Let us compare to some real package names from the registry. We will in fact consider all package names, but then filter them down to a manageable list via the edit distance.
julia> using Pkg
julia> function get_all_package_names(registry_dir::AbstractString) packages = [x["name"] for x in values(Pkg.TOML.parsefile(joinpath(registry_dir, "Registry.toml"))["packages"])] sort!(packages) unique!(packages) return packages end
get_all_package_names (generic function with 1 method)
julia> names = get_all_package_names(expanduser("~/.julia/registries/General"));
julia> filter!(x -> !endswith(x, "_jll"), names);
julia> @info "Loaded list of non-JLL package names ($(length(names)) names)"
[ Info: Loaded list of non-JLL package names (5426 names)
julia> normalized_dl_cutoff = .2;
julia> dl_cutoff = 1;
julia> @info "Computing list of pairs of package names within $(dl_cutoff) in DL distance or $(normalized_dl_cutoff) in normalized DL distance..."
[ Info: Computing list of pairs of package names within 1 in DL distance or 0.2 in normalized DL distance...
julia> @time df = DataFrame(collect( (name1=names[i],name2=names[j]) for i = 1:length(names) for j = 1:(i-1) if (normalize(DL)(names[i], names[j]) <= normalized_dl_cutoff) || DL(names[i], names[j]) <= dl_cutoff));
39.524589 seconds (187.02 M allocations: 14.111 GiB, 5.22% gc time)
julia> @info "Found $(size(df,1)) pairs of packages meeting the criteria.";
[ Info: Found 227 pairs of packages meeting the criteria.
julia> df.DL = DL.(df.name1, df.name2);
julia> df.sqrt_normalized_DL = df.DL ./ ( 5 .+ sqrt.(max.(length.(df.name1), length.(df.name2))) );
julia> @time df.sqrt_normalized_visual_dist = d.(df.name1, df.name2);
126.439154 seconds (8.89 k allocations: 398.760 MiB, 0.02% gc time)

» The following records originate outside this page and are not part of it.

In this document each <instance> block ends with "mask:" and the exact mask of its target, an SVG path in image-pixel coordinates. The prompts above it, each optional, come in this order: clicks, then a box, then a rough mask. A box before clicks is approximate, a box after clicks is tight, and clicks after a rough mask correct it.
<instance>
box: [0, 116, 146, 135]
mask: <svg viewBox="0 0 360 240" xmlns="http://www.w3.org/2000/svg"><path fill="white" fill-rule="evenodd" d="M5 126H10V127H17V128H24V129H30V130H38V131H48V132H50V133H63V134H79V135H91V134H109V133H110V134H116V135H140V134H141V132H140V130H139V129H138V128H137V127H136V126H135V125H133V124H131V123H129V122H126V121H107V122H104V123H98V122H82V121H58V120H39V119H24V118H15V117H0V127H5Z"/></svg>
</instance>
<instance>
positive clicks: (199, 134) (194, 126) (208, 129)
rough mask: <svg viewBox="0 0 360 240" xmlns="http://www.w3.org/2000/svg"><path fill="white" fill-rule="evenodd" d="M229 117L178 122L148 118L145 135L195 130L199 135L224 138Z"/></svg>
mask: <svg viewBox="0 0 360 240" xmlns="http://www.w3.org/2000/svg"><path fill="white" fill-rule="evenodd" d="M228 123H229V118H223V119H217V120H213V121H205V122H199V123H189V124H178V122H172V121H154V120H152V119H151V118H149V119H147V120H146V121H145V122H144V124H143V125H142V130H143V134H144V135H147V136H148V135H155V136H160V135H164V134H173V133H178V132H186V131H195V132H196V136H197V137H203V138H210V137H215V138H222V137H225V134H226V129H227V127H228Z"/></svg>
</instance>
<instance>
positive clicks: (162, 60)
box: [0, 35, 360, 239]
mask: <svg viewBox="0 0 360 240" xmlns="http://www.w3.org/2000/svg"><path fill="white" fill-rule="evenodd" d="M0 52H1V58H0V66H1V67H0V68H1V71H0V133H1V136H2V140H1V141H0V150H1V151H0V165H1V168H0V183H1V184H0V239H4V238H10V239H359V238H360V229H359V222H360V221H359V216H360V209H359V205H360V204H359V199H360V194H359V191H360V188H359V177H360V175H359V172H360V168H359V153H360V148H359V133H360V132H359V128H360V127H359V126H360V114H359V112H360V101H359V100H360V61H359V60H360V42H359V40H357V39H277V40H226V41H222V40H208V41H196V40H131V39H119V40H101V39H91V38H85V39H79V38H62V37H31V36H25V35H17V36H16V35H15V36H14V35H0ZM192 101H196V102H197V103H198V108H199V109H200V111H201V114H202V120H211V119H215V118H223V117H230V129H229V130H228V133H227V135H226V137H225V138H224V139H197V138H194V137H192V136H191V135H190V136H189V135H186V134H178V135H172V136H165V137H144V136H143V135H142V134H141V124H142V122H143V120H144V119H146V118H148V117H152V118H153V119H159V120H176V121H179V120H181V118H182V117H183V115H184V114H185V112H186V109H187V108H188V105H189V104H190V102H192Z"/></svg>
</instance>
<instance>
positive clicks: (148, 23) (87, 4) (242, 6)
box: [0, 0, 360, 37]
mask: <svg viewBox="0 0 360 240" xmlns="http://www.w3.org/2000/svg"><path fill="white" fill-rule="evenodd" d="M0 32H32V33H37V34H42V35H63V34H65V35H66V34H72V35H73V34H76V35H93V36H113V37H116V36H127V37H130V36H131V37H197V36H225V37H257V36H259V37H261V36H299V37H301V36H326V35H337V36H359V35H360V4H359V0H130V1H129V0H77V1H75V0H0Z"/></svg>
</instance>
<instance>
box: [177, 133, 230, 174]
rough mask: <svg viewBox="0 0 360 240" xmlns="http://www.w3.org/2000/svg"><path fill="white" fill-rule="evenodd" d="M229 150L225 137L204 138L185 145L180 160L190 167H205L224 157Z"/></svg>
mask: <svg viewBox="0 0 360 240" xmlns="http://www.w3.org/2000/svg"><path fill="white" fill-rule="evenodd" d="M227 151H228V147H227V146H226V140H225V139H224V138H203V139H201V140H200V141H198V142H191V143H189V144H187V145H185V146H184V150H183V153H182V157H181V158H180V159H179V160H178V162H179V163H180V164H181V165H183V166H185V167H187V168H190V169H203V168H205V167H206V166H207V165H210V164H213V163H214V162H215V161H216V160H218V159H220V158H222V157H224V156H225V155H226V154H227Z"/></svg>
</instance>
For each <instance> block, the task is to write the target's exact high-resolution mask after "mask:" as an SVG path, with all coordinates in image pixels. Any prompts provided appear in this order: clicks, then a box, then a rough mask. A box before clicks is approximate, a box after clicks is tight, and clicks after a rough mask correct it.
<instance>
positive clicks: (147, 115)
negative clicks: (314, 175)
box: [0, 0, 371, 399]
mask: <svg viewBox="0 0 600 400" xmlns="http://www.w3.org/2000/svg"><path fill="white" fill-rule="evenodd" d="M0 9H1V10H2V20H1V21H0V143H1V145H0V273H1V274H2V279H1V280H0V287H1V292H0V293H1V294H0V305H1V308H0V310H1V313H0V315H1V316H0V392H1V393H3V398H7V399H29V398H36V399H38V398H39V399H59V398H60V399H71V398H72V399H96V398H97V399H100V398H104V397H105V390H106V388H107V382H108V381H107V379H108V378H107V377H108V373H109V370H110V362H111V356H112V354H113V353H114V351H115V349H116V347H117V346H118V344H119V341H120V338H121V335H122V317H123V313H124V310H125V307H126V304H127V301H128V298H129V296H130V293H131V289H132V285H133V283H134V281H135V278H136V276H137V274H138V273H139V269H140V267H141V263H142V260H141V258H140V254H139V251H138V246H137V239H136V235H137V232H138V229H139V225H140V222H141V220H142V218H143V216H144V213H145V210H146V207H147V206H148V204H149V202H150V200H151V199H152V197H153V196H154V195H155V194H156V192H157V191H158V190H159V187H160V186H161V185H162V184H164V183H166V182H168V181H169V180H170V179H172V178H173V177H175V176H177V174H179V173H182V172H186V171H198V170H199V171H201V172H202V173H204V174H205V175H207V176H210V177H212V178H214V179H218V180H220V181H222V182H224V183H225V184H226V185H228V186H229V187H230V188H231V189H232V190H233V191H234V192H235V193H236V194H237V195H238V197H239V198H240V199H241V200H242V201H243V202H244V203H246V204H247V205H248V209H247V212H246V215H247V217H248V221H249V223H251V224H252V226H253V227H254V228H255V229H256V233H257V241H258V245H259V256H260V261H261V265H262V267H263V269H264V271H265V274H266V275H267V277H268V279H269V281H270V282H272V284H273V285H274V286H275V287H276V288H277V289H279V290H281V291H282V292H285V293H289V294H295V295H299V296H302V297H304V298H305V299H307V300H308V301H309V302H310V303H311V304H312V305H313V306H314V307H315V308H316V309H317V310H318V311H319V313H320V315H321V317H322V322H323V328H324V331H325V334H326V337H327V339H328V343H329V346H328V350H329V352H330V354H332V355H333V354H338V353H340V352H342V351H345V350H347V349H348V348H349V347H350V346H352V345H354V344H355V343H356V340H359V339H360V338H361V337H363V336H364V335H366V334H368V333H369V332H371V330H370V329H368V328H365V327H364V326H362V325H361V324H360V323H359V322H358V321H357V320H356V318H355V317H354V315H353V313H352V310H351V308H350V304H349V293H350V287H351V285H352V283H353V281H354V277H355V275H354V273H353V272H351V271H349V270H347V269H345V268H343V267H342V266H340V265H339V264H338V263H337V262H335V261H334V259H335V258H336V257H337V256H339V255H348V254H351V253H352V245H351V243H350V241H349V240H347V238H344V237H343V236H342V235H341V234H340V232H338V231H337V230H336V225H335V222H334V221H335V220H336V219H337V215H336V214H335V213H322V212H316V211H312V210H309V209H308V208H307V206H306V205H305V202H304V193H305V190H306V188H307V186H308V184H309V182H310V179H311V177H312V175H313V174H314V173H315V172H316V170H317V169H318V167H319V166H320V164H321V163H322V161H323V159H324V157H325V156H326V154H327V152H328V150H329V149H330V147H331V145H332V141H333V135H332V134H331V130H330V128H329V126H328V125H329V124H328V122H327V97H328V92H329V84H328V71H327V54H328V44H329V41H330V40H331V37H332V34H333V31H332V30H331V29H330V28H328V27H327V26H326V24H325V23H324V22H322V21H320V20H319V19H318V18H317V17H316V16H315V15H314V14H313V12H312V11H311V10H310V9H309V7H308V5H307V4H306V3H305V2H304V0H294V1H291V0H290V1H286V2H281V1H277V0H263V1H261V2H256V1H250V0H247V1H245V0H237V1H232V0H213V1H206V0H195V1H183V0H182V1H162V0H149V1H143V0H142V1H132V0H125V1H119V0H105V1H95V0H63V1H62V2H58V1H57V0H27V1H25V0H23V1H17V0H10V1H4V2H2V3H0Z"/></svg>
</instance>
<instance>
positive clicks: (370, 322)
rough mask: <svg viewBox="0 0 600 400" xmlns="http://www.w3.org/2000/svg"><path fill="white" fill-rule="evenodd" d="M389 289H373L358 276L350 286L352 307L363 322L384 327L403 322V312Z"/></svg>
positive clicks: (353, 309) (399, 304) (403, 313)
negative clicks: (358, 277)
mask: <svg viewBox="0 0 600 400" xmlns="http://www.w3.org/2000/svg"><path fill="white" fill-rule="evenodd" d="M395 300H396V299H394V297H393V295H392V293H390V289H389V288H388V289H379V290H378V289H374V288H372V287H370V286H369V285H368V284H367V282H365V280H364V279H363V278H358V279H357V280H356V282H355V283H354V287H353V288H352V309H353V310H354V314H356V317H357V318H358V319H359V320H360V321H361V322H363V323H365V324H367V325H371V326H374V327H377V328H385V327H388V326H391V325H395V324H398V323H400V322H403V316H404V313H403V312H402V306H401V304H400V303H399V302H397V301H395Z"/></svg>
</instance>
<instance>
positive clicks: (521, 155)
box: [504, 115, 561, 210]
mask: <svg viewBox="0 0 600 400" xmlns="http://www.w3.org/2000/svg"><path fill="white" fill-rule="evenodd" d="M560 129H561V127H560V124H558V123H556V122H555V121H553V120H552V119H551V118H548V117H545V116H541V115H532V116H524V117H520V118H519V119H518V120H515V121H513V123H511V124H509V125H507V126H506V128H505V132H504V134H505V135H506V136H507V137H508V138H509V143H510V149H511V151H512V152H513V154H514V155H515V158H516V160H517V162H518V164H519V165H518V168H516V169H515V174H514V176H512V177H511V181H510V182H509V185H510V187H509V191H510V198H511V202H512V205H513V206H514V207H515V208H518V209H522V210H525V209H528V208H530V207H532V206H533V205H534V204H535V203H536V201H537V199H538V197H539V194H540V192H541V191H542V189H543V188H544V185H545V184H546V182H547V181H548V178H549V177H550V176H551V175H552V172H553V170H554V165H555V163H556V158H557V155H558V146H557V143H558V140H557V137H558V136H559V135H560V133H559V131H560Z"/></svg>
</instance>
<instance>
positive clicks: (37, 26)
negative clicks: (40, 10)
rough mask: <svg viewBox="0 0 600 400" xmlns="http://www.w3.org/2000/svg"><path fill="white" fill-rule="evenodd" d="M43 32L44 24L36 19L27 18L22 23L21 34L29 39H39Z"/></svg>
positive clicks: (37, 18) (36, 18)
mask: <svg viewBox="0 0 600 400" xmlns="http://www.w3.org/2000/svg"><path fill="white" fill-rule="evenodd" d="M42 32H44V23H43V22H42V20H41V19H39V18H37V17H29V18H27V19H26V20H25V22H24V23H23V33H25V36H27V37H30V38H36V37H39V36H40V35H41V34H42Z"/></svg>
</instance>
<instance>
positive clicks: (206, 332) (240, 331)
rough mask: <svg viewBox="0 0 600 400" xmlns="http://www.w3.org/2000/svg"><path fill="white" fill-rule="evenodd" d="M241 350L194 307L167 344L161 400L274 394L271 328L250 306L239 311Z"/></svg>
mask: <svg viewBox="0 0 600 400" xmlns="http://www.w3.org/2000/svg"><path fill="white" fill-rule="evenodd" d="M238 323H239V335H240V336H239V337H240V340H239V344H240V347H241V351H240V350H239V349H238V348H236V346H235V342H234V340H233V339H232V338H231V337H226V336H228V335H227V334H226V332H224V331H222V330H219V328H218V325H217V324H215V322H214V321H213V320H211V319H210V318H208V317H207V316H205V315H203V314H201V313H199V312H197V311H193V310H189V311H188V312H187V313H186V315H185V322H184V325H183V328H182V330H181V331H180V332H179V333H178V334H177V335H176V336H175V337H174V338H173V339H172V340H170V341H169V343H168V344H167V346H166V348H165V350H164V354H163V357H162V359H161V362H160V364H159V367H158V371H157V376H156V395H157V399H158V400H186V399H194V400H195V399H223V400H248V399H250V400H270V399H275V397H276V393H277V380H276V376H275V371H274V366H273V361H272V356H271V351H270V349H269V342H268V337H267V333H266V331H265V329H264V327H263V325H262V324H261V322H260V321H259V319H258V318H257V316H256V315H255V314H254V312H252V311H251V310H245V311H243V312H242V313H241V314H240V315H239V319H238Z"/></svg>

Let's look at the 5 closest pairs according to the normalized visual distance.
sort!(df, :sqrt_normalized_visual_dist);
df[1:5, :]
5 rows × 5 columns
name1 | name2 | DL | sqrt_normalized_DL | sqrt_normalized_visual_dist | |
---|---|---|---|---|---|
String | String | Int64 | Float64 | Float64 | |
1 | BLASBenchmarksGPU | BLASBenchmarksCPU | 1 | 0.109612 | 0.516984 |
2 | BigO | BigG | 1 | 0.142857 | 0.530978 |
3 | Modia | Media | 1 | 0.138197 | 0.550515 |
4 | MRIReco | MPIReco | 1 | 0.130792 | 0.594456 |
5 | UpROOT | UnROOT | 1 | 0.134237 | 0.628649 |
Here, we see that by this measurement, the closest pair of packages is "Modia" and "Media". Indeed they look fairly similar, although they are not as easy to mistake for each other as many of the earlier examples.
Let's compare to the 5 closest pairs according to the normalized edit distance.
sort!(df, :sqrt_normalized_DL);
df[1:5, :]
5 rows × 5 columns
name1 | name2 | DL | sqrt_normalized_DL | sqrt_normalized_visual_dist | |
---|---|---|---|---|---|
String | String | Int64 | Float64 | Float64 | |
1 | ModiaPlot_WGLMakie | ModiaPlot_GLMakie | 1 | 0.108194 | 13.4284 |
2 | BLASBenchmarksGPU | BLASBenchmarksCPU | 1 | 0.109612 | 0.516984 |
3 | StanMCMCChains | StanMCMCChain | 1 | 0.114395 | 2.12115 |
4 | ForwardDiff2 | ForwardDiff | 1 | 0.118146 | 2.59408 |
5 | ThreadTools | ThreadPools | 1 | 0.120241 | 2.08876 |
These are just the longest package names that are 1 edit away from each other.